IN 2006, Jollyship the Whiz-Bang was the first-ever band to play at the Someday Lounge. The group performed an episode from their "pirate puppet rock opera" Sleepless Fishes as part of PICA's TBA Festival, hitting that elusive sweet spot of high and low art, and inaugurating the Someday as a vital part of the city's performance community.

One of the performers in the New York-based pirate/puppet band was Katie McClenahan, an NYU student who stumbled into puppetry by way of an interest in musical and experimental theater. In a circle that took nearly four years to close, McClenahan is now living in Portland and hosting her own puppeteering events at the Someday, under the auspices of her new company Beady Little Eyes.

McClenahan moved to town in March, packing a background in theater, puppetry, and gallery management. Upon arriving, she started Beady Little Eyes out of what she describes as "unemployed panic," envisioning a forum for grownup events at the intersection of puppetry and visual art.

The panic that inspired the company's foundation presumably subsided when McClenahan landed a job as a touring puppeteer for Tears of Joy Theatre, the venerable local puppetry organization that's been placating the region's kids (this writer included) for 35 years with renditions of fairy tales and Native American myths. But Beady Little Eyes lives on—since May, McClenahan has invited local puppeteers to perform in rotating puppet-based variety shows, dubbed "adult puppet slams."

Now, it should be clarified that this does not mean the puppets are fucking each other. Necessarily.

"Puppetry is an art form that has been [defined by] children's education," McClenahan explains. "'Adult' doesn't mean raunchy or dirty. It's not triple-X puppetry. It's puppetry for an adult audience."

A recent food-themed slam featured a range of themes and characters—acts included a ravenous stove, the bar-top saga of a tequila worm, and a live band-accompanied rendition of "Froggy Went a-Courtin'," all hosted by McClenahan and a life-sized, extraordinarily foul-mouthed Mr. Toad (a character that, in one of the evening's highlights, contrived to retch out the puppeteer inside).

While individual acts were hit and miss, the show overall was fast paced and entertaining—and, to a puppet noob, surprisingly diverse. Among the evening's seven-odd acts were costumed humans and animate appliances—an anthropomorphic free-for-all not limited to the typical Jim Henson and critter-on-a-string approaches. (At one point, I whispered to a friend, "Well, I guess I don't know what a puppet is.")

"I don't spend too much time deliberating over 'what is a puppet?'" McClenahan says when I ask her just that.

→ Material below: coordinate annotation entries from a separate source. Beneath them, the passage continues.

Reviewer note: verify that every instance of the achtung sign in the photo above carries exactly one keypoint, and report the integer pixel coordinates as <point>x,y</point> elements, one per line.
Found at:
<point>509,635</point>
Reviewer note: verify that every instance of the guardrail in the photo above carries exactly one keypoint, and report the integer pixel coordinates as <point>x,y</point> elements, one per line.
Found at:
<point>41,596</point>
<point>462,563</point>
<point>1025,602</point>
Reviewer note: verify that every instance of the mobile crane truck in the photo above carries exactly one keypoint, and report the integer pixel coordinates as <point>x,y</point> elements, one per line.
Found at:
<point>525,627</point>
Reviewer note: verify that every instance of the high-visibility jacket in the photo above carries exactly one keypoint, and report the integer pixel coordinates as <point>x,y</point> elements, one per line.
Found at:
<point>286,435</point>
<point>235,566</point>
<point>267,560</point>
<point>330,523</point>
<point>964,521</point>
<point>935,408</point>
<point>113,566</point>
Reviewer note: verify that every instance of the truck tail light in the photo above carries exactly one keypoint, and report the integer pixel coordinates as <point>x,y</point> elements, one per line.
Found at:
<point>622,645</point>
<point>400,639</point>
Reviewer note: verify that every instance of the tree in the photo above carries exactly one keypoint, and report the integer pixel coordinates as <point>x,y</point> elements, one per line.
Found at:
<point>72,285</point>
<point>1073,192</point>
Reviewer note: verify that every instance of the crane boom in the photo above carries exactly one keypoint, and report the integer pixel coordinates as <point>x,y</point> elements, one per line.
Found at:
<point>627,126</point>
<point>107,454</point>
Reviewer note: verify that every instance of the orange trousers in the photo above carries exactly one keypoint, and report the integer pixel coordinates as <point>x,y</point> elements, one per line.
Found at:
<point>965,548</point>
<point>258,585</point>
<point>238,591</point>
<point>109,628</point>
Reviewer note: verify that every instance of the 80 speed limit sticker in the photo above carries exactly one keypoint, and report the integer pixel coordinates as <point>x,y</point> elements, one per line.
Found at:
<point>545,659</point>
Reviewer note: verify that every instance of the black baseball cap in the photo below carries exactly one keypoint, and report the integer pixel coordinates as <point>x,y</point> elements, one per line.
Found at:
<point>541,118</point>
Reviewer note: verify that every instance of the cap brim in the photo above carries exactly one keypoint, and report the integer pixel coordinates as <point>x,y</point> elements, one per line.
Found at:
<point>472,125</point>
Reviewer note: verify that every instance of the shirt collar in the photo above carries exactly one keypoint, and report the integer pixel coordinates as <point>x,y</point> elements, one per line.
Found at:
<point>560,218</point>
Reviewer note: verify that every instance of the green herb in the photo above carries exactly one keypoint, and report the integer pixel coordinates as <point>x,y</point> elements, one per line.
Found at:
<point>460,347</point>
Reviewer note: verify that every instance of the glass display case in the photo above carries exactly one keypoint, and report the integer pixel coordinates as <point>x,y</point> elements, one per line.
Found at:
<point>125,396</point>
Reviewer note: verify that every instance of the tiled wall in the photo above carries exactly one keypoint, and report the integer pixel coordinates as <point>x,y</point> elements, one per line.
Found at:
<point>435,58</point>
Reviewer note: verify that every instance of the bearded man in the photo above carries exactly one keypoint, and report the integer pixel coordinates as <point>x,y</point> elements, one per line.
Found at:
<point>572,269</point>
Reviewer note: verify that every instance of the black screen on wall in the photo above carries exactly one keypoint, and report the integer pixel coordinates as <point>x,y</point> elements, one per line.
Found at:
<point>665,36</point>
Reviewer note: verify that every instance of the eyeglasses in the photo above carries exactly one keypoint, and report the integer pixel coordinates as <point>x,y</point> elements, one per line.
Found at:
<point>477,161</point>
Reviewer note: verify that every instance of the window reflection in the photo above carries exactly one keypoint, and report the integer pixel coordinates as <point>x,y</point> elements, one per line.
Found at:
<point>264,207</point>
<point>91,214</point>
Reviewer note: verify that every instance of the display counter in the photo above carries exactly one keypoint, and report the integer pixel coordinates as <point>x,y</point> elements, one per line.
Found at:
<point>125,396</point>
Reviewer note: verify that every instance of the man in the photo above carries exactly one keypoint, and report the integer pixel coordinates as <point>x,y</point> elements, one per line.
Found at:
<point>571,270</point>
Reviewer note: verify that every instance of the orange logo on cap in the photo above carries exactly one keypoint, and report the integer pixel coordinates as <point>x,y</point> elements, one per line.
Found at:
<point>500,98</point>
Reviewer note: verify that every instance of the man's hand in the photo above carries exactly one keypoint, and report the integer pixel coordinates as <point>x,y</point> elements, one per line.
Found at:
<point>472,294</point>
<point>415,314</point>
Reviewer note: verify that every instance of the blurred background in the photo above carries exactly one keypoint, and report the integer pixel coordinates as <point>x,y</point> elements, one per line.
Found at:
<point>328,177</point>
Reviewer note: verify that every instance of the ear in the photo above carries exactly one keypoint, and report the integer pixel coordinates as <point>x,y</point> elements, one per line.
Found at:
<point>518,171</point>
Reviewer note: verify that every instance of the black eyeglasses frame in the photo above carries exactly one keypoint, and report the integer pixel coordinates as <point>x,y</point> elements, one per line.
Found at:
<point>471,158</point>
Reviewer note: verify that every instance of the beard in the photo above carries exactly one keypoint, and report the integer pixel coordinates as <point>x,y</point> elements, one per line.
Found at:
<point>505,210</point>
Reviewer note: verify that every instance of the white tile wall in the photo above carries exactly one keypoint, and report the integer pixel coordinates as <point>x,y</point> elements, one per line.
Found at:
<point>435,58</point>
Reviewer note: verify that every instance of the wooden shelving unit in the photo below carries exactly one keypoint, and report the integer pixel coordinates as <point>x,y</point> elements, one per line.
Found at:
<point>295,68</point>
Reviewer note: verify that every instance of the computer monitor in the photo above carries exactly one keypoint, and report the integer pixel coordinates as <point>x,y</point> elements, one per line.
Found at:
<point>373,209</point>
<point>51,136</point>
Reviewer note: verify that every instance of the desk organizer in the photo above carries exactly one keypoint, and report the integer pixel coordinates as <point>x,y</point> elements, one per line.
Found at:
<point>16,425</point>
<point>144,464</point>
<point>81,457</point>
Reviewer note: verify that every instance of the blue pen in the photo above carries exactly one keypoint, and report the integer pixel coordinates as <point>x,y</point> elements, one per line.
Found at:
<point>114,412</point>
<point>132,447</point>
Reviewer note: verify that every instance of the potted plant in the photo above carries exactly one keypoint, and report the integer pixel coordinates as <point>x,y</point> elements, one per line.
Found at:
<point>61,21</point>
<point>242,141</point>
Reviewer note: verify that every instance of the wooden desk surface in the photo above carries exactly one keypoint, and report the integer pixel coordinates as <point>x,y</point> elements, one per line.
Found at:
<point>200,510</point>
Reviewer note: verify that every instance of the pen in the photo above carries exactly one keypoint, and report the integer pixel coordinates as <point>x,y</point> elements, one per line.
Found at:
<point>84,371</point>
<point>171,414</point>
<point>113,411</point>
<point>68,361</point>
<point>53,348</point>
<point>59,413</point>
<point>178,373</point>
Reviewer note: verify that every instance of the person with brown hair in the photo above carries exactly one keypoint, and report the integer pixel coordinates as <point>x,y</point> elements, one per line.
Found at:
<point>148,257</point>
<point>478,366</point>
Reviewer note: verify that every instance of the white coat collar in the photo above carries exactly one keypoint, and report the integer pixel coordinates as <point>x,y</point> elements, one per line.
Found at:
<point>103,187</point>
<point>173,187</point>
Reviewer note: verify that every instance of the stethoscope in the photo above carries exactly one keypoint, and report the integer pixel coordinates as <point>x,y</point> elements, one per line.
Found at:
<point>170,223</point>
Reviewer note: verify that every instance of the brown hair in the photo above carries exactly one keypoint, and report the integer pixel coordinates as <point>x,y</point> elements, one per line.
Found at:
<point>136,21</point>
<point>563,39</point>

It's as simple as "telling a story with objects"—something, she emphasizes, anyone can do. "I don't want the slam to be exclusive to puppeteers," McClenahan says. "It's for anyone who wants to tell a story in eight minutes or less."

But Portland's puppeteering community does seem to be embracing an opportunity to tell stories outside the kid-friendly realm. Other participants have included (or will include) Bruce Orr of the generally kid-themed Mudeye Puppet Company; the Red Yarn Puppet Band; and fellow Tears of Joy members. At the next slam, two puppeteers from the locally based studio Michael Curry Design (which produced the puppets for Julie Taymor's The Lion King, among other things) will adapt The Giving Tree. "People are excited in general," McClenahan says of the slam's reception in the puppet scene. "It's good to have deadlines."

The December event has the theme of "money," and will be hosted by a "sassy red puppy dog named Randy"—sounds adorable, but if Mr. Toad's performance at the last slam was any indication, you can bet it'll be more Triumph than Clifford.